The story of how Stephen Paul came to start an award-winning distillery starts with furniture. Paul owned a furniture company working in the medium of mesquite and one night over glasses of scotch, Stephen’s wife, Elaine, asked if it was possible to smoke barley, the first step in making whiskey, with the scraps of his woodworking labor. That snowflake of an idea became an avalanche, and before too long, a local favorite was getting written up in the New York Times. Whiskey del Bac tastes like the Sonoran Desert, with an undercurrent of mesquite smoke anchoring a delicious single-malt whiskey, made grain-to-glass, a real rarity in modern distilling.

This May, Chef Maria will celebrate her tenth year of owning BOCA, an accomplishment for any restaurant, but especially for one owned by a woman of color. Born in Tucson, raised in Mexico, Mazon is always looking for an opportunity to explore the boundaries of flavor, whether that’s making a chipotle curry for a vegan cauliflower taco or seeing what happens when you age habanero salsa in a used whiskey barrel. Yes, you can get some carne asada tacos and a margarita at BOCA, but look a little further the menu and see a (self-trained) culinary wizard at work.


There’s frequently a line out the door when you stop by Mi Nidito on South Fourth Avenue in Tucson, and there’s a good reason – they’ve expanded several times since they opened in 1952, but the family-run spot is one of the places Tucsonans think of when Mexican food comes to mind.
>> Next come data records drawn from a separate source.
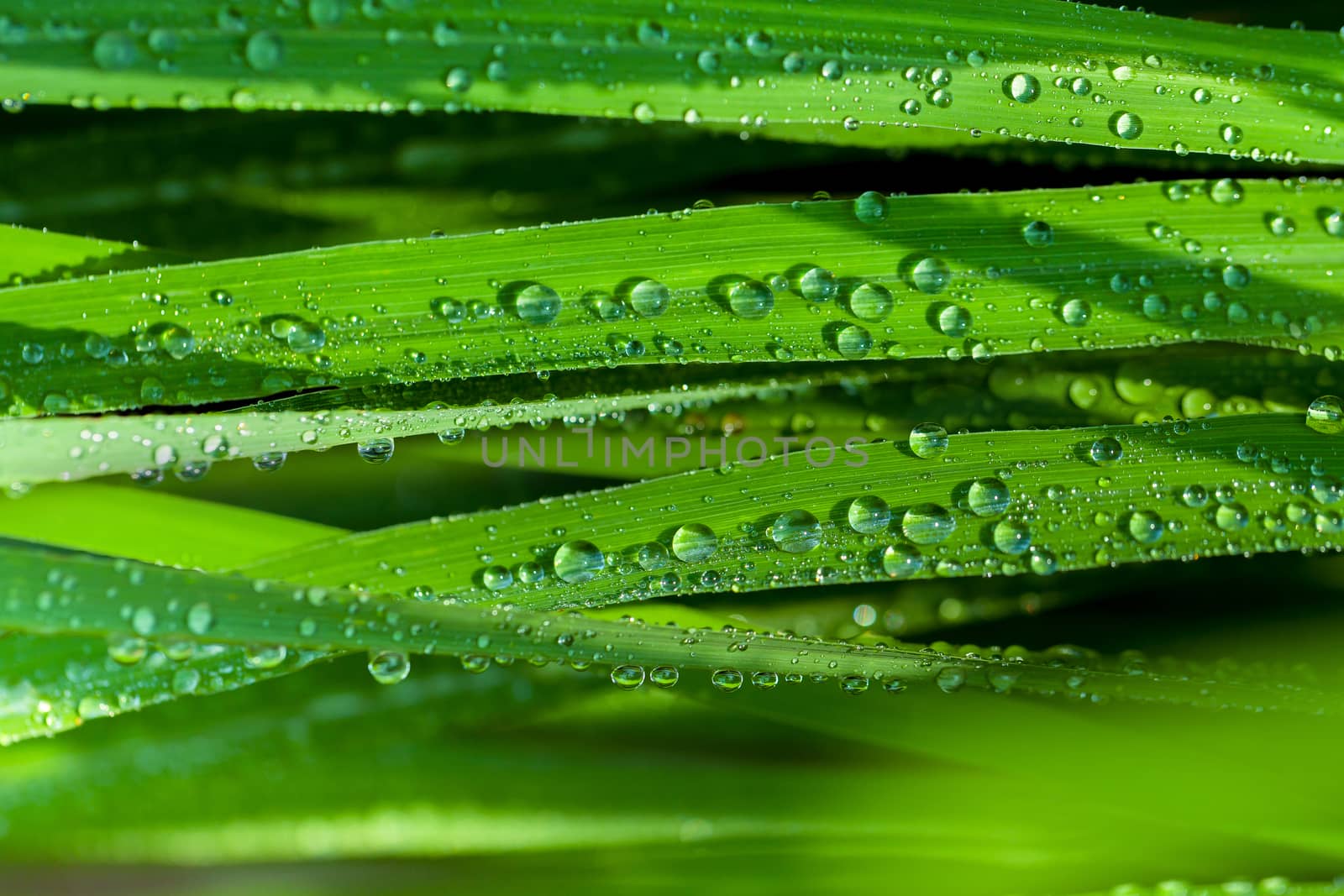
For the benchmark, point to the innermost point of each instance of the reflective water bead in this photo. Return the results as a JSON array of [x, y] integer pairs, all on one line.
[[628, 678], [1038, 234], [927, 439], [577, 562], [389, 667], [727, 680], [853, 342], [931, 275], [871, 302], [1146, 527], [664, 676], [796, 531], [900, 562], [1011, 537], [1023, 87], [869, 515], [1326, 414], [819, 285], [649, 297], [750, 300], [538, 305], [927, 524], [1231, 516], [870, 207], [988, 497], [694, 543], [1105, 450], [376, 450]]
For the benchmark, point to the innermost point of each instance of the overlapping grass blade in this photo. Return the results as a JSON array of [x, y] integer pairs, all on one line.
[[914, 277], [1032, 69]]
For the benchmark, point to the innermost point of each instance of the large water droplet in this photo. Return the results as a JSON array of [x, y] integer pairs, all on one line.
[[927, 524], [871, 302], [931, 275], [538, 304], [1326, 414], [578, 562], [1023, 87], [750, 300], [389, 667], [1126, 125], [796, 531], [927, 439], [649, 297], [694, 543], [988, 496], [870, 207], [869, 513]]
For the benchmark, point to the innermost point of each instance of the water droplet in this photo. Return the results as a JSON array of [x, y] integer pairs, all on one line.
[[1226, 191], [694, 543], [951, 679], [1126, 125], [927, 524], [1023, 87], [1011, 537], [265, 656], [651, 34], [537, 305], [1194, 496], [853, 342], [1075, 312], [496, 578], [578, 562], [178, 342], [819, 285], [125, 649], [1146, 527], [1236, 277], [1231, 516], [114, 50], [1326, 414], [927, 439], [931, 275], [900, 562], [306, 338], [871, 302], [265, 51], [796, 531], [870, 207], [376, 450], [459, 80], [727, 680], [988, 497], [1105, 450], [628, 678], [389, 667], [869, 515], [953, 320], [1156, 307], [1038, 233], [664, 676], [750, 300], [853, 685], [201, 618], [649, 297]]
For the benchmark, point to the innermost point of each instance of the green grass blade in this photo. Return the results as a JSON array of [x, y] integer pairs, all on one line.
[[1032, 69], [913, 277], [1242, 485], [57, 594]]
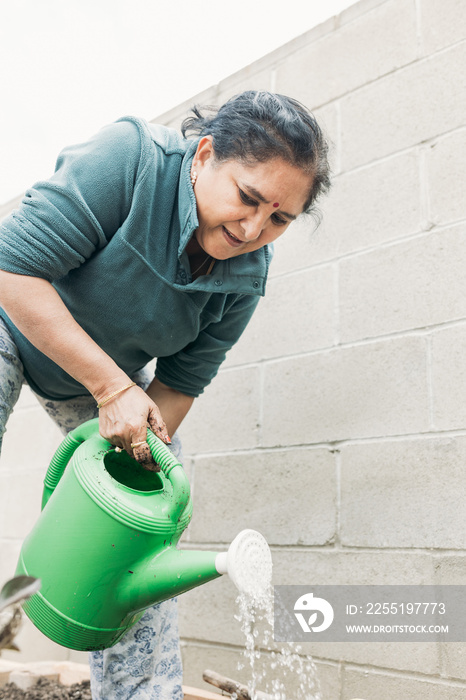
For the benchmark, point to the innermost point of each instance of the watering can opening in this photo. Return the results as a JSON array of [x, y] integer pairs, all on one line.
[[130, 473]]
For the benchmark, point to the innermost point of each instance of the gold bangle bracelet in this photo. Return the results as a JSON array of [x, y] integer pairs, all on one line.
[[110, 396]]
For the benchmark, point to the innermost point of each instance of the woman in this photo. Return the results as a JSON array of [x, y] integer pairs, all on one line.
[[144, 245]]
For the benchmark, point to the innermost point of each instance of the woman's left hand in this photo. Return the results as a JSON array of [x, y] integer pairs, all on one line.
[[124, 420]]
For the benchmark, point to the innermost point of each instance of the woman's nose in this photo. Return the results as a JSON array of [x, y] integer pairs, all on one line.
[[253, 226]]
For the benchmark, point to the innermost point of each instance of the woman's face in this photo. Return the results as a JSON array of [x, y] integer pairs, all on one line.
[[242, 208]]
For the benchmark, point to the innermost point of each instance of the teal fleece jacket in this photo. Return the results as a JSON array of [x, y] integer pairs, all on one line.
[[109, 229]]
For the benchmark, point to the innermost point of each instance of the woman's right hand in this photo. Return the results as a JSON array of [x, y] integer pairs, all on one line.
[[124, 420]]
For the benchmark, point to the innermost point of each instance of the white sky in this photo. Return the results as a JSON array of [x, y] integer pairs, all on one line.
[[67, 67]]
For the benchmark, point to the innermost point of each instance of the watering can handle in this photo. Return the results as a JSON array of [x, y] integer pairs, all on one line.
[[160, 452]]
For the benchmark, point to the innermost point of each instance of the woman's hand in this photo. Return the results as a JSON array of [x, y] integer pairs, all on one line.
[[124, 420]]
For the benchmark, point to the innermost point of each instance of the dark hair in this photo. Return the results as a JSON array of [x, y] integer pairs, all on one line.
[[259, 126]]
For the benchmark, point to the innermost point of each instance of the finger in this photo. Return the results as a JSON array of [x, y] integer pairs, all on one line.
[[157, 425], [143, 455]]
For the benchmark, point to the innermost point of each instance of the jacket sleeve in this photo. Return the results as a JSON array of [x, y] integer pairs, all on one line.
[[190, 370], [63, 220]]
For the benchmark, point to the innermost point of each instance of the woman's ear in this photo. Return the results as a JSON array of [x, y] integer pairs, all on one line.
[[204, 152]]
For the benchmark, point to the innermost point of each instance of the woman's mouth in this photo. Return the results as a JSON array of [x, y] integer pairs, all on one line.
[[231, 239]]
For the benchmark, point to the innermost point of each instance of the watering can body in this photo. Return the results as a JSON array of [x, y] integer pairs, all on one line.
[[104, 545]]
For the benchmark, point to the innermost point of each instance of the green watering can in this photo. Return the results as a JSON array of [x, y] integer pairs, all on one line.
[[105, 543]]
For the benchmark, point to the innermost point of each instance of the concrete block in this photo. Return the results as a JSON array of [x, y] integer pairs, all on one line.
[[331, 566], [224, 660], [30, 440], [20, 503], [404, 286], [375, 685], [450, 570], [226, 416], [34, 646], [442, 24], [207, 613], [290, 497], [407, 493], [449, 377], [9, 553], [374, 44], [362, 391], [338, 567], [368, 207], [249, 78], [297, 315], [454, 660], [303, 245], [403, 109], [445, 166]]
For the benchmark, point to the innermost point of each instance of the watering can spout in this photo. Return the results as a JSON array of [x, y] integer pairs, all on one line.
[[173, 571]]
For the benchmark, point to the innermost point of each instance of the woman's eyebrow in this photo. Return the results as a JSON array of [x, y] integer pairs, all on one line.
[[255, 193]]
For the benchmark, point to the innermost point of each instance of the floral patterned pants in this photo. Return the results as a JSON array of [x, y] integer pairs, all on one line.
[[146, 663]]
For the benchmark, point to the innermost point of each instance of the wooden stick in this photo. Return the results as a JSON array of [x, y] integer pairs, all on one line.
[[232, 687]]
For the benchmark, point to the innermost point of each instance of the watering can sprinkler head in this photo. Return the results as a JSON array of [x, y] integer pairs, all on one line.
[[248, 562]]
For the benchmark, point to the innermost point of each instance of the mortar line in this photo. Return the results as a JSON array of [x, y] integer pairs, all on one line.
[[351, 665], [330, 445], [336, 305], [430, 381], [338, 467], [339, 140], [260, 416], [431, 552], [418, 13], [425, 209]]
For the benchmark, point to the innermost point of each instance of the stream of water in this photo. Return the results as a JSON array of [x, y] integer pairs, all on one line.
[[278, 669]]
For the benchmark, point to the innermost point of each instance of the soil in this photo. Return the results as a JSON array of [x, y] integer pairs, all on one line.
[[47, 690]]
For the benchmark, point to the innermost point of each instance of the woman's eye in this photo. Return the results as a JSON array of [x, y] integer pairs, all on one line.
[[246, 199], [278, 220]]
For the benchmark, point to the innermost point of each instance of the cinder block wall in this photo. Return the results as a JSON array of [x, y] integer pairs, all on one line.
[[337, 426]]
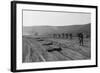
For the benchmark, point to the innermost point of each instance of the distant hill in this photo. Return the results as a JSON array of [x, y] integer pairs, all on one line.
[[43, 30]]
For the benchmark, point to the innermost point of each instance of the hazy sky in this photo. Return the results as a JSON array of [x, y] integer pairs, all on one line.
[[38, 18]]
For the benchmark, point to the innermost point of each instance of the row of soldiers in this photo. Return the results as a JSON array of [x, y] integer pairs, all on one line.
[[70, 36]]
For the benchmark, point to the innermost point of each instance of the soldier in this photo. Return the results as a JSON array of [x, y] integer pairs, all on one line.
[[80, 36], [66, 36]]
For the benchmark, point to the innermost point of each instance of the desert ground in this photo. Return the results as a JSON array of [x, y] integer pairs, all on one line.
[[40, 49]]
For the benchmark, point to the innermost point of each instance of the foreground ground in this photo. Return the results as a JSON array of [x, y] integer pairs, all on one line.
[[35, 49]]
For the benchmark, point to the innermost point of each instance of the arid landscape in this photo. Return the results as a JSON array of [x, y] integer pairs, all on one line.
[[40, 44]]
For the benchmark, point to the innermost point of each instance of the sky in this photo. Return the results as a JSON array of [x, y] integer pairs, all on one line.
[[43, 18]]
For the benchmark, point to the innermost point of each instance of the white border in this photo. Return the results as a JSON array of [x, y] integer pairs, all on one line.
[[21, 65]]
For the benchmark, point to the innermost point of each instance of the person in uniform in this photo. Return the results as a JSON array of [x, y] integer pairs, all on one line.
[[80, 36]]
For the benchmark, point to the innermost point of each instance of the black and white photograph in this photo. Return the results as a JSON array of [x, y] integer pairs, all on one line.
[[47, 36], [55, 36]]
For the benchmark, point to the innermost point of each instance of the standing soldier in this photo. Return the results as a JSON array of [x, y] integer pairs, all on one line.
[[66, 35], [70, 35], [80, 36]]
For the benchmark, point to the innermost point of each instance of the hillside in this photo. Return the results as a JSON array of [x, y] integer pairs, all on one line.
[[43, 30]]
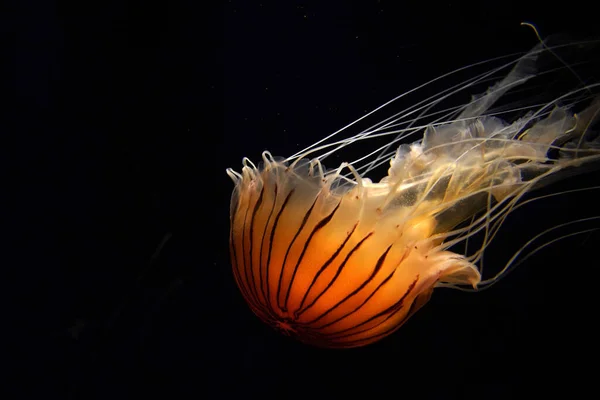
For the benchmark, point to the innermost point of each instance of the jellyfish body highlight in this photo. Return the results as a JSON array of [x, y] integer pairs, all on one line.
[[338, 260]]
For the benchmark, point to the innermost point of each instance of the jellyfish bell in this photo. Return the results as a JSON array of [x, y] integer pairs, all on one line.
[[337, 260]]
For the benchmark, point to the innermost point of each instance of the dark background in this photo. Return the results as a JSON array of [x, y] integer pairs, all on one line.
[[124, 118]]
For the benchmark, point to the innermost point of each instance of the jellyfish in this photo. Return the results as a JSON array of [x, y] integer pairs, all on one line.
[[337, 260]]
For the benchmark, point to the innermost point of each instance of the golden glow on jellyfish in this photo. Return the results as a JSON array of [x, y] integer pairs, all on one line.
[[337, 260]]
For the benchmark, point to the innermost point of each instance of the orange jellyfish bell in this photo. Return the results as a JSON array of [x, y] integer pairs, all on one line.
[[337, 260]]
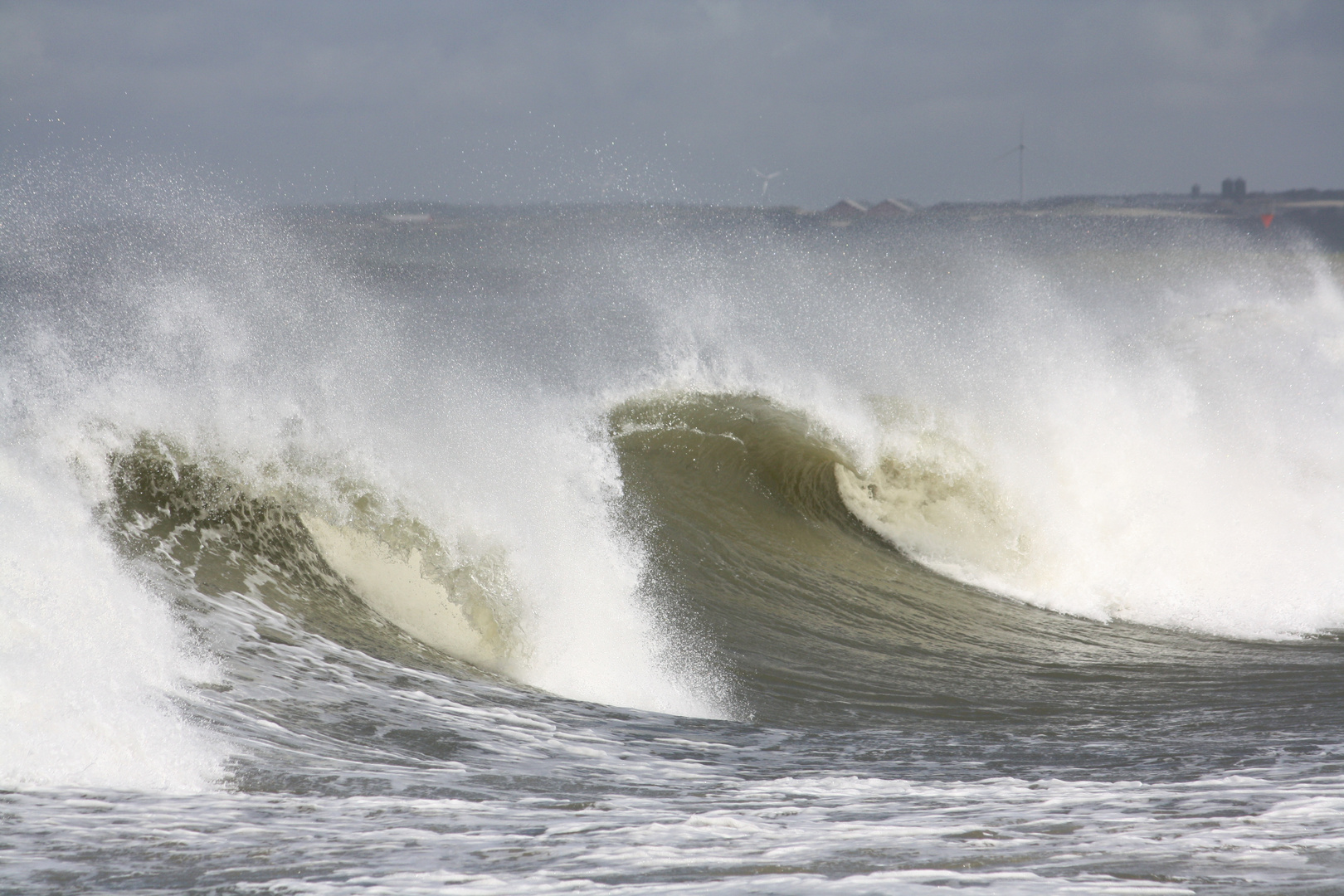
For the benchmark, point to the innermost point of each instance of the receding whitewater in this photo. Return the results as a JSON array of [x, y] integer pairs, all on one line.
[[665, 550]]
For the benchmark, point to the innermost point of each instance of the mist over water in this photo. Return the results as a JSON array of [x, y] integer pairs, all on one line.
[[665, 548]]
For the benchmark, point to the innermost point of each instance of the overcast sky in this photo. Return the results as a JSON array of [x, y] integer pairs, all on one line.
[[516, 102]]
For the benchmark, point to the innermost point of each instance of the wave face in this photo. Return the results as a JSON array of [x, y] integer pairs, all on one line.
[[626, 548]]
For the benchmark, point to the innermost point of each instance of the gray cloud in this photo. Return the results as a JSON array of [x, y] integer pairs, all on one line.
[[539, 101]]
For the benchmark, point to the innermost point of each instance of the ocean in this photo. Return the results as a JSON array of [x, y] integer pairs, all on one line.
[[670, 550]]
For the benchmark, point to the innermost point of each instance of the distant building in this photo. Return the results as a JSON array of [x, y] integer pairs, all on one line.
[[890, 208], [845, 208], [1234, 190]]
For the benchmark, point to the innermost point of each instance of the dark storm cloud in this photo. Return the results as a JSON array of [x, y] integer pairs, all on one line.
[[546, 101]]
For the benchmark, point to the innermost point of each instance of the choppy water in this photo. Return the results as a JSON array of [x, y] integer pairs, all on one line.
[[657, 550]]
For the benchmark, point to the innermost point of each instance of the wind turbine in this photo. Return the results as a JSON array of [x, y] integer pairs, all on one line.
[[765, 182], [1022, 151]]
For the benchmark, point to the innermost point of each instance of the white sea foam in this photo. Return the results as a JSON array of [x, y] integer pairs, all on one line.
[[1194, 479], [89, 661]]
Serving classic Sonoran dishes at superbly reasonable prices, they’ve served presidents and rock stars, but every guest feels not just a satisfied stomach when dining there, but also the Lopez family’s expert hospitality.

“It’s an honor to help tell the stories of these culinary businesses at Visit Tucson,” said Dan Gibson, senior director of communications at Visit Tucson. “It’s obviously incredible to see Tucsonans celebrated this way, but it’s also perfect that these businesses reflect what’s so amazing about eating and drinking here – our borderlands culture shines through in the mesquite at Whiskey del Bac, the Sonoran white wheat at Barrio Bread, the family traditions at Mi Nidito and the blurring of the line between Sonora and Southern Arizona cuisine at BOCA.”